Learn to fight fast: Tae Kwon Do or Krav Maga?

A character having to quickly learn some kind of martial art for self defense is kind of a cliche. To be more memorable, I’d say you should have your character try to learn the martial art, but ultimately fail.

Indeed. As a teenager, I studied kenpo, and it wasn’t until I got to brown belt that we started learning throws. At which point I wished I had started with a different system that emphasized them more, because I found that the throws came much more naturally to me than the various strikes (kicks, punches, etc.) had.

True, you don’t learn any art that fast.

What you could do fairly quickly*, however, is learn a few basic techniques that are useful, and drill those exclusively until they become a reflexive response to one or two common attacks. This isn’t for trying to win a fight, it’s more for breaking loose and running. One technique for breaking a grip on your arm, one each for breaking grabs from in front and behind, maybe a low kick to the leg to hamper pursuit. If she can break an initial grab, she should be able to escape–dancers have serious legs, and when you add in the fact that she’s a vampire who can’t get out of breath, she should have a substantial advantage over a living pursuer.

Once the basic survival techniques are established, then she can work on more complex and/or offensive stuff. After all, if she doesn’t get killed, she’s got all the time in the world to learn it.

*Where “quickly” is measured in weeks to a few months, depending on how much she practices.

And to make the drills useful, pair them with a useful activity. Wax the car, paint the house, sand the deck, paint the fence. Or, for a vampire, mop the blood, polish the coffin, etc.

…and heads popping up from other cubicles chanting, “Collate…! Collate…! Collate…!”

Do vampires inhabit cubicles?

Taekwondo. It’s fast, it’s effective, it puts the hurt on someone bad.

When I teach self-defense seminars to the general public, we teach awareness more than anything. We include some simple blocks, eye gouges, strikes to pressure points and a low angle kick to blow out the knee. You want to learn more, come to class.

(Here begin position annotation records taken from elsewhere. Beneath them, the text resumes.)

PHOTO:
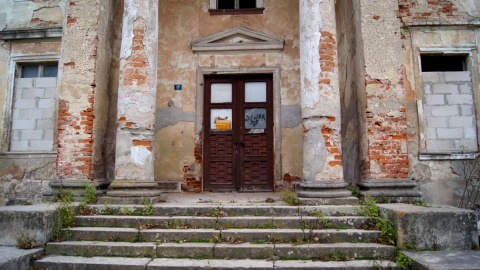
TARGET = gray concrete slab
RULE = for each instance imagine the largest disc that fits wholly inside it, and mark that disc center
(33, 222)
(88, 263)
(433, 228)
(444, 260)
(12, 258)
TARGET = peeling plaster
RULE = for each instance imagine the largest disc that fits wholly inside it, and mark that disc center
(171, 116)
(310, 25)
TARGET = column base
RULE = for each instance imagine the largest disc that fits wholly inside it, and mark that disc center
(325, 192)
(76, 187)
(392, 190)
(132, 192)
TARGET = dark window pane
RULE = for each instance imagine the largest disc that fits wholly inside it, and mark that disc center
(436, 63)
(226, 4)
(248, 3)
(29, 71)
(50, 71)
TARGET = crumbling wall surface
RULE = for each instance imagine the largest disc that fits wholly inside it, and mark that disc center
(102, 93)
(24, 176)
(18, 15)
(111, 132)
(440, 181)
(447, 12)
(348, 91)
(178, 145)
(76, 87)
(20, 223)
(383, 148)
(432, 228)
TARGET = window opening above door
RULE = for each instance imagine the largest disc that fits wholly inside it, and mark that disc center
(234, 7)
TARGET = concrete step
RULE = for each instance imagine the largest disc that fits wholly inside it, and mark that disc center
(310, 222)
(223, 235)
(104, 263)
(167, 209)
(333, 251)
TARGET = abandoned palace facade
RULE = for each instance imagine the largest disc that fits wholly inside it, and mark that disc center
(141, 97)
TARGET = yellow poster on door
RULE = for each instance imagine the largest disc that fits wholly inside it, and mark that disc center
(224, 124)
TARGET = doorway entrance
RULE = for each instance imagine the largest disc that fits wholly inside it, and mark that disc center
(238, 137)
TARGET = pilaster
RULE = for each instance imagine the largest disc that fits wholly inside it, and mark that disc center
(320, 101)
(134, 156)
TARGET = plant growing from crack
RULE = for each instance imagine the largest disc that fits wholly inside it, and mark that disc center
(65, 214)
(370, 210)
(289, 196)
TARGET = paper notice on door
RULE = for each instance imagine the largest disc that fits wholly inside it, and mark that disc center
(256, 131)
(224, 125)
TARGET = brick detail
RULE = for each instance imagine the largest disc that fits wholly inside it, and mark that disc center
(328, 64)
(387, 155)
(434, 10)
(75, 142)
(75, 121)
(135, 72)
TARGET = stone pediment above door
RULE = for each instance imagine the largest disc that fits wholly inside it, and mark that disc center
(238, 39)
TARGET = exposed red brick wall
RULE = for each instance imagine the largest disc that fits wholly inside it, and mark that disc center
(410, 11)
(135, 71)
(75, 122)
(328, 63)
(387, 137)
(75, 142)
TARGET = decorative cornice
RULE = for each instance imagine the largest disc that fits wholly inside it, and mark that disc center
(238, 39)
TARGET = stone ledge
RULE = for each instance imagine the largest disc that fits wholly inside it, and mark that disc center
(33, 221)
(432, 228)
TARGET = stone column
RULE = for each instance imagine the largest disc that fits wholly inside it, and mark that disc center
(383, 144)
(320, 101)
(134, 178)
(79, 85)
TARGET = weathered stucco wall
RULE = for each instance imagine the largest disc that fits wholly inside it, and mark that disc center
(348, 75)
(31, 14)
(177, 146)
(440, 181)
(24, 177)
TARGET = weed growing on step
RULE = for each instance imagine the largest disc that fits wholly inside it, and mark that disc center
(90, 194)
(321, 216)
(107, 210)
(403, 262)
(354, 189)
(419, 203)
(336, 256)
(65, 214)
(371, 210)
(25, 241)
(149, 209)
(289, 196)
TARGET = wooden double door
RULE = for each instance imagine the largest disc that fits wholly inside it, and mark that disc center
(238, 137)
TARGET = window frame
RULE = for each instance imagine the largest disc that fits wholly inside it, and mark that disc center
(13, 65)
(470, 54)
(237, 11)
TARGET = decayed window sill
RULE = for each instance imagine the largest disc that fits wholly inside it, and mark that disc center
(240, 11)
(448, 155)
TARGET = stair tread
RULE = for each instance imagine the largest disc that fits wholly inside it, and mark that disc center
(110, 243)
(71, 262)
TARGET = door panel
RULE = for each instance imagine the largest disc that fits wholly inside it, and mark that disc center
(238, 133)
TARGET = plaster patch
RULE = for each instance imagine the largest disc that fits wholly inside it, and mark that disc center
(310, 25)
(291, 116)
(315, 154)
(171, 116)
(140, 155)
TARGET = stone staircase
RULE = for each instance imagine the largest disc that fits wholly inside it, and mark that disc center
(207, 236)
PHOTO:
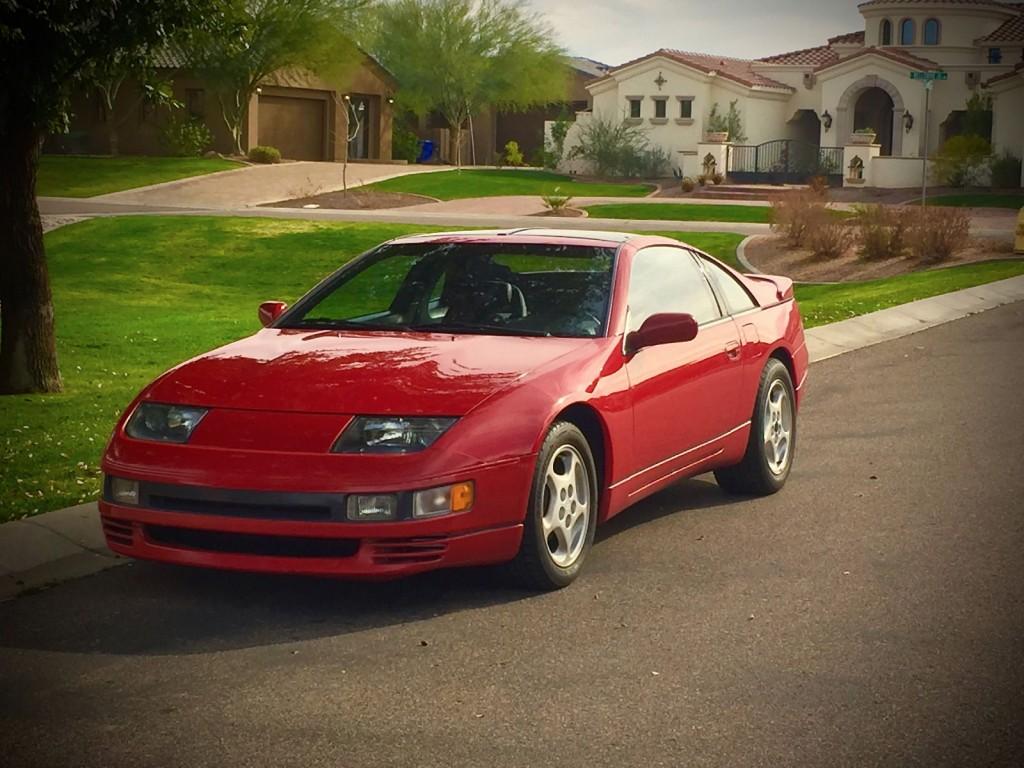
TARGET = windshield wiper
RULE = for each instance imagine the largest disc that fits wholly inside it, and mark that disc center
(337, 325)
(481, 328)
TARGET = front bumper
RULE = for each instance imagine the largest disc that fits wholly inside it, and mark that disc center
(293, 530)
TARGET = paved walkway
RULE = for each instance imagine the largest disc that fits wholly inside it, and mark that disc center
(260, 183)
(69, 543)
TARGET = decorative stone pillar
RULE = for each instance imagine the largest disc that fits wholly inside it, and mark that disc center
(714, 156)
(857, 164)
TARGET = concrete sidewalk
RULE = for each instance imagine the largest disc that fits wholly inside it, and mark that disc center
(67, 544)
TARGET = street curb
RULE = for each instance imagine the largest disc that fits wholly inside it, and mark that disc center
(67, 544)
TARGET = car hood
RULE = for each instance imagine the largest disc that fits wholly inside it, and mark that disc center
(333, 372)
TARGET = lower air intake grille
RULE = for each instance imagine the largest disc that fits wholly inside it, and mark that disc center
(118, 531)
(398, 551)
(250, 544)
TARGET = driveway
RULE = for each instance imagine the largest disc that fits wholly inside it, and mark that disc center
(867, 615)
(259, 183)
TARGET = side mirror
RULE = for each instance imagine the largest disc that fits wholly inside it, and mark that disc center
(270, 310)
(667, 328)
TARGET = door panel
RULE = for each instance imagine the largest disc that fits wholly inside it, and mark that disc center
(684, 394)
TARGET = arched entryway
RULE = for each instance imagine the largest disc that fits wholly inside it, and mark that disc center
(872, 102)
(875, 110)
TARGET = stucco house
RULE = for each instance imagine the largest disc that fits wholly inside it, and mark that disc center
(305, 117)
(801, 110)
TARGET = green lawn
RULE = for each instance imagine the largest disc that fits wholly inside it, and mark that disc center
(482, 183)
(681, 212)
(86, 175)
(967, 200)
(135, 295)
(821, 304)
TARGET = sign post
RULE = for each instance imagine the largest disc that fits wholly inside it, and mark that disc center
(929, 78)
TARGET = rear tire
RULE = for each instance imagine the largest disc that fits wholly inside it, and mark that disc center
(561, 517)
(772, 443)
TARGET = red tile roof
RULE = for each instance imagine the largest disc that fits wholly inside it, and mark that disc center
(850, 38)
(822, 54)
(737, 70)
(1010, 32)
(894, 54)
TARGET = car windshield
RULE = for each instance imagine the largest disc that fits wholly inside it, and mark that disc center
(468, 288)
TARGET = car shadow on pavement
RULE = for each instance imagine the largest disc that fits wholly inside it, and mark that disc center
(148, 608)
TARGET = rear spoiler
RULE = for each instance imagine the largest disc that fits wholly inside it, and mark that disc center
(771, 289)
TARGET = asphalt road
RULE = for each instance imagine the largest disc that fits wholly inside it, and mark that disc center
(870, 614)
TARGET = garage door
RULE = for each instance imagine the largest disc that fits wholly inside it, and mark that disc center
(293, 125)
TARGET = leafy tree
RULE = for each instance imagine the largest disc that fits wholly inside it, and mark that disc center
(731, 123)
(255, 38)
(50, 49)
(457, 56)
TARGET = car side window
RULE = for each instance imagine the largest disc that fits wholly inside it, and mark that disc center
(736, 297)
(668, 280)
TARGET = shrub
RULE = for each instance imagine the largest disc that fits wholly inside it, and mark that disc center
(883, 231)
(827, 237)
(1007, 172)
(185, 138)
(404, 144)
(963, 161)
(264, 155)
(936, 233)
(611, 147)
(513, 156)
(556, 203)
(793, 214)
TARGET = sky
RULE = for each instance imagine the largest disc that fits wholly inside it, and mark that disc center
(616, 31)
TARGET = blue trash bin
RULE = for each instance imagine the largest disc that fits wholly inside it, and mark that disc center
(426, 151)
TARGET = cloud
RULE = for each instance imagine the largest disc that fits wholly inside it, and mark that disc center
(615, 31)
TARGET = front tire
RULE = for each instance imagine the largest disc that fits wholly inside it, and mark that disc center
(561, 517)
(768, 460)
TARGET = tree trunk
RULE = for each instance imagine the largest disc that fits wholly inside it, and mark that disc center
(28, 348)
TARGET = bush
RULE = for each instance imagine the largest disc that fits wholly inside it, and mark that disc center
(264, 155)
(827, 237)
(185, 138)
(1007, 172)
(404, 144)
(963, 161)
(883, 231)
(936, 233)
(792, 215)
(555, 202)
(611, 147)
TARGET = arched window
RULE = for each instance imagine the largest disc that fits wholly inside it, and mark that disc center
(886, 36)
(906, 32)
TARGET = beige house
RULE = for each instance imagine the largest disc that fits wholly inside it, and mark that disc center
(305, 117)
(802, 110)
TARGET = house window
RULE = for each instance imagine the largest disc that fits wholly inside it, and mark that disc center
(907, 32)
(196, 101)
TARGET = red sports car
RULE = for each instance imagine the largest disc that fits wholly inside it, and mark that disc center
(460, 399)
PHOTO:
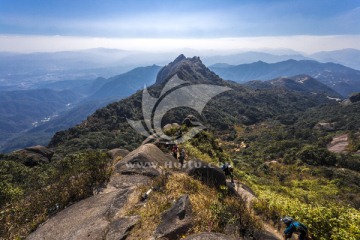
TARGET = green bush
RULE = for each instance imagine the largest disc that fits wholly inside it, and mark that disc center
(313, 155)
(325, 222)
(46, 190)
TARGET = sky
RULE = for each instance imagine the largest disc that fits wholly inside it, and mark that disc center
(158, 25)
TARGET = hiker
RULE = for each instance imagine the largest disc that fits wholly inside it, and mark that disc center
(174, 151)
(228, 170)
(182, 157)
(294, 226)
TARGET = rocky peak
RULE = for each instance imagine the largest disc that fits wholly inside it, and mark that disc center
(188, 69)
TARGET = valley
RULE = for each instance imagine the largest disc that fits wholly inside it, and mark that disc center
(277, 135)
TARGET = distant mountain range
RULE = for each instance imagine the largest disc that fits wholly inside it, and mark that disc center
(21, 111)
(90, 95)
(300, 83)
(22, 71)
(342, 79)
(108, 127)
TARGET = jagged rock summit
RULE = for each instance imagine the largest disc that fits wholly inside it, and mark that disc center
(188, 69)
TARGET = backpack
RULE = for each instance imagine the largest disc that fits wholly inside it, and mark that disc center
(300, 227)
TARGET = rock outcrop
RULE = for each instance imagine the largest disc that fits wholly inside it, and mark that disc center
(209, 236)
(209, 174)
(147, 160)
(104, 216)
(176, 221)
(188, 69)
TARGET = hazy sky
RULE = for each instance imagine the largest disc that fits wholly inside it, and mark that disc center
(304, 25)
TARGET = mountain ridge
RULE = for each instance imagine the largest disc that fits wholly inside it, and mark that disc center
(342, 79)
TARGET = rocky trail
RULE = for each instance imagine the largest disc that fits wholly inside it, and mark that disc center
(106, 214)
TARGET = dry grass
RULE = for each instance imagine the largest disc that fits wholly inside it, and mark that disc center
(211, 209)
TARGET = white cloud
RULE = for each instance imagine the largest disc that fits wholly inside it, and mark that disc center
(308, 44)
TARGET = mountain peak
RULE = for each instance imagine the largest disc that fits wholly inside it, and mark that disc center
(179, 58)
(188, 69)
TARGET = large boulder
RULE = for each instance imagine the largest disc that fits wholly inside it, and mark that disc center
(209, 236)
(93, 218)
(146, 160)
(120, 228)
(176, 221)
(207, 173)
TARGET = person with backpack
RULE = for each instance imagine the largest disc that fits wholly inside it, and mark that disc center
(293, 226)
(175, 151)
(228, 170)
(182, 157)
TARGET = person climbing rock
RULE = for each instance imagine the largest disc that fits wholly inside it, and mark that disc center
(228, 170)
(175, 151)
(293, 226)
(182, 157)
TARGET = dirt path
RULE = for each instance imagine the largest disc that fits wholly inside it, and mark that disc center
(339, 144)
(270, 233)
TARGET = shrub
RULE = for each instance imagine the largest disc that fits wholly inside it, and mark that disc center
(59, 185)
(313, 155)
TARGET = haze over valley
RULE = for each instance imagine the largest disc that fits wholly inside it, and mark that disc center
(179, 120)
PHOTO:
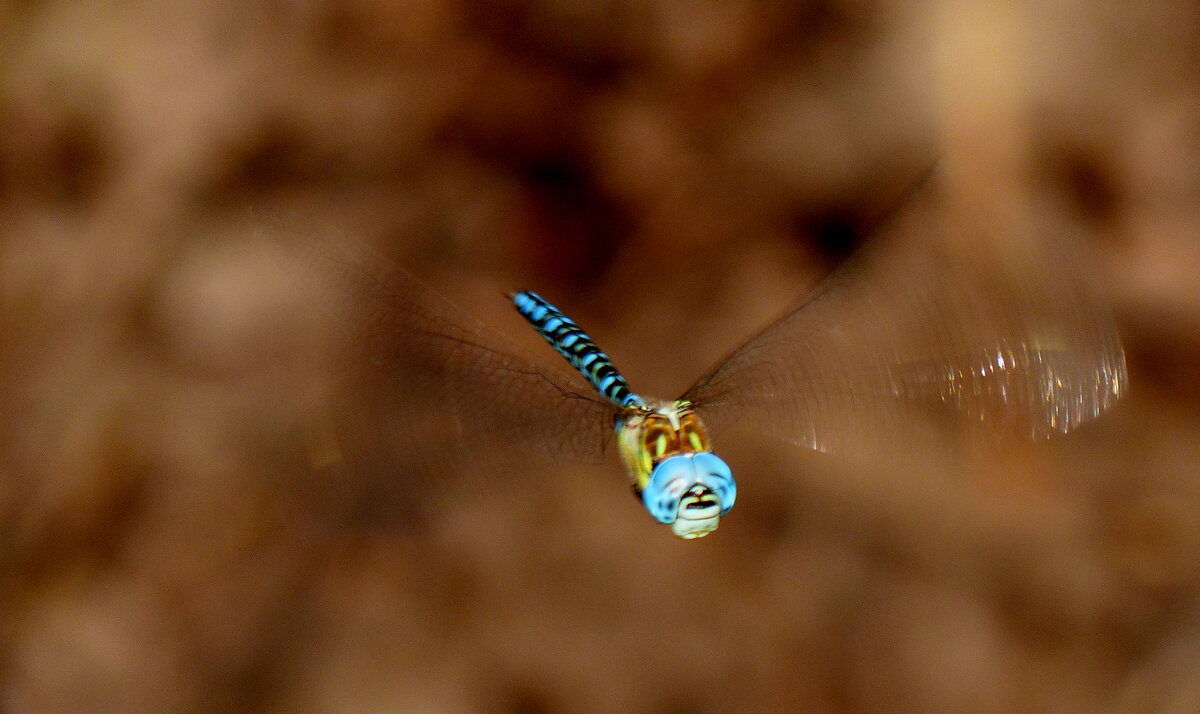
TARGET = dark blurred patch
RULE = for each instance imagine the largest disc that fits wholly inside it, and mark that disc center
(54, 153)
(575, 229)
(834, 231)
(595, 42)
(839, 226)
(277, 154)
(1087, 181)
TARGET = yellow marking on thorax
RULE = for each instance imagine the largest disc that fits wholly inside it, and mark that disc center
(647, 437)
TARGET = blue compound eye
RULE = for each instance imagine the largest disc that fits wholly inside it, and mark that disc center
(697, 478)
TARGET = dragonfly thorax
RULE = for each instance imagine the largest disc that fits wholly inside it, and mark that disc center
(681, 481)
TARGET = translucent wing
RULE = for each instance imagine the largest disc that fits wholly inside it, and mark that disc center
(438, 402)
(929, 337)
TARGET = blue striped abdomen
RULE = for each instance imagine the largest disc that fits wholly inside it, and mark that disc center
(573, 343)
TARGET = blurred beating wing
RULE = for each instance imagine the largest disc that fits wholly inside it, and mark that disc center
(437, 402)
(928, 337)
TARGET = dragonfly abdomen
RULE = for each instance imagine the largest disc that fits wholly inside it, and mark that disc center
(573, 343)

Intro lessons in marital arts are generally a good way to get badly hurt in a real street fight. Even a green belt isn’t ready for the savagery of an experienced street fighter.

Some of the self defense classes are good. Because they teach a basic move to break free and then run like hell. There’s no intent to actually fight an opponent.

I’ve often mused that a good effective (self-defense) martial art would be based on everything that is outlawed in MMA/UFC. Eye gouges/rakes, gripping/punching the windpipe, headbutts, kicks to the groin, elbows to the back of the head, elbows to the spine, etc.

This is exactly what I want her to learn. Her chief enemy is known to wield a knife, and has “a score to settle” with her. She needs to be able to make him unable to chase her as she runs away. She doesn’t need to kick his ass.

[undead]"Hmmm… more roomy than a coffin… internet access… business casual fashion never changes… free office supplies… nobody questions why I never leave… when people disappear, the rest of the flock just think they’ve just been ‘downsized’…
bodies can be shipped out in those locked ‘secure shedding material’ boxes… and they pay me? " [/undead]

Me too, and I agree it’s more “sport” than “combat” which is why I chose that particular martial art to begin with. Many dojangs however, include hapkido and other more practical self-defence components as part of their general TKD class. For example, I believe about 15% of my time in class is devoted to learning self-defence and actual fighting techniques that would be of use if someone attacked me. However all the sparring and related training are for tae kwon do lots of flashy kicks that you would use in a tournament, but not something you’d use in a street fight.

A vampire who uses Krav Manga would be particularly vicious. A vampire who uses tae kwon do would LOOK really cool doing it though.

Yeah, then she is pretty much screwed. Knife is one the most difficult weapons to defend against, much less by a beginner.

However, the krav instructors in my area typically do intro to weapons defense courses once or twice a year as a marketing event and to break up the normal routine of weekly training classes for current students. The full-blown weapons defense is only taught at higher levels, though many of the initial redirects are based on what is taught at the lower levels.

Yeah, the only styles I know of that really start with weapons at the beginner levels are the Filipino stick styles. With Arnis-Aikido, the very first lessons are on disarming an attacker, but the focus is on canes. Variants of the same techniques are applicable to knives, but knives are tricky to deal with; they’re probably the hardest weapon to take away from someone.

Given that the stalker uses a knife, and that the protagonist is a vampire, maybe her training should emphasize target control (i.e. “not getting hit where it counts”). I could see a vampire instructor putting that spin on a style, since most strikes aren’t going to be particularly dangerous or disabling to a vamp. Choosing to take a knife to the shoulder would be better than taking one to the heart, and it would likely provide an opportunity to strip the weapon. (Of course, it’s pretty hard to stab someone in the heart with a knife while they’re fighting back, anyway.)

Well, she’s not taking classes, she’s taking private lessons from a vampire instructor, who is teaching her the things she’ll need to know, rather than teaching her the standard from-the-ground-up methods.